What Wisdom Silence?
"As I felt that his case was sound, I took up this cause and extended the arguments against prebiotic synthesis."
It sounds like maybe Shapiro himself had more to say about prebiotic synthesis than about Cairns-Smith's idea.
Here's a good set of links to articles criticizing science for close-mindedness, by self-described "crackpot" Bill Beatty:
http://amasci.com/weird/wclose.html
I can't help feeling though, as I scan down his list, that the sheer number and variety of issues for which supporters complain about being ignored by mainstream science somewhat undercuts the position.

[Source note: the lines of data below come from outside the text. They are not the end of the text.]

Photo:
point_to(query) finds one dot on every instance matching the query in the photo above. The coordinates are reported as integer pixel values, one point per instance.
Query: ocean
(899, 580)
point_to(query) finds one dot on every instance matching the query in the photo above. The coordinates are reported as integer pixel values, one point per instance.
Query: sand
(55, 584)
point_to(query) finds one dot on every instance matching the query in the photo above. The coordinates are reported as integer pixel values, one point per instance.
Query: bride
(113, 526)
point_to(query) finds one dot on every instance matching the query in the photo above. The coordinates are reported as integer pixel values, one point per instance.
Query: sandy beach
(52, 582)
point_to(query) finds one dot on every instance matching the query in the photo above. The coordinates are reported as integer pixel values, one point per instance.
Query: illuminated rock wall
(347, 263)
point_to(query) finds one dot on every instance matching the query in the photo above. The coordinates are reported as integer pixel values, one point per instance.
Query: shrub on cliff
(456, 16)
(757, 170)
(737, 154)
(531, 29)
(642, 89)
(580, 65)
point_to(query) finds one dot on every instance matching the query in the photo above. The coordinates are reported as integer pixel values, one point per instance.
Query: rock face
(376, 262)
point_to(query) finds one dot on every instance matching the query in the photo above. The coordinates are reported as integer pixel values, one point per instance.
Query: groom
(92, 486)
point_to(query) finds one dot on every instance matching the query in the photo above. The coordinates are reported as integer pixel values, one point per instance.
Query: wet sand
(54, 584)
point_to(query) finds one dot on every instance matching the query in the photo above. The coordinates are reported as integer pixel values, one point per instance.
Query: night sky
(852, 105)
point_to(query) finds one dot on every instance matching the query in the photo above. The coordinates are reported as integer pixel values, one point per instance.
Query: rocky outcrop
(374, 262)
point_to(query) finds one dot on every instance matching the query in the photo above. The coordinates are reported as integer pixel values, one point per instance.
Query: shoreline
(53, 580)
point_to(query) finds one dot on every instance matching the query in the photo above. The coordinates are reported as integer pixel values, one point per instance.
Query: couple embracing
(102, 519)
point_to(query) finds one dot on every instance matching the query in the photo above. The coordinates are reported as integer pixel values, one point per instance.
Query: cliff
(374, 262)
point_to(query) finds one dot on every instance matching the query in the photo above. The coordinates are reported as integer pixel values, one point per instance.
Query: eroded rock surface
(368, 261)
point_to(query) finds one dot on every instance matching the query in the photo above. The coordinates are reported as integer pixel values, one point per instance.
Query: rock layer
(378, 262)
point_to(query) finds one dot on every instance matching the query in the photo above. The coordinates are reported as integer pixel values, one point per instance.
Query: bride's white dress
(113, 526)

Even if you are sympathetic to some of these unorthodox views, you are probably going to be skeptical about others. By combining them in one list it tars the more credible ones with the bad reputation of the others.
BTW with regard to Cairns-Smith, I sometimes wonder if the non-mainstream study of nanobacteria (sometimes spelled nannobacteria) might be related. These are spherical particles found in a variety of organic and inorganic environments that show signs of being able to reproduce, but are far too small to contain the cellular machinery necessary for biological reproduction as we know it. Skeptics charge that nanobacteria are merely inorganic crystals that "reproduce" via ordinary crystal growth processes. Cairns-Smith's idea was that even this kind of inorganic reproduction could be subject to natural selection and evolution, leading to inorganic life.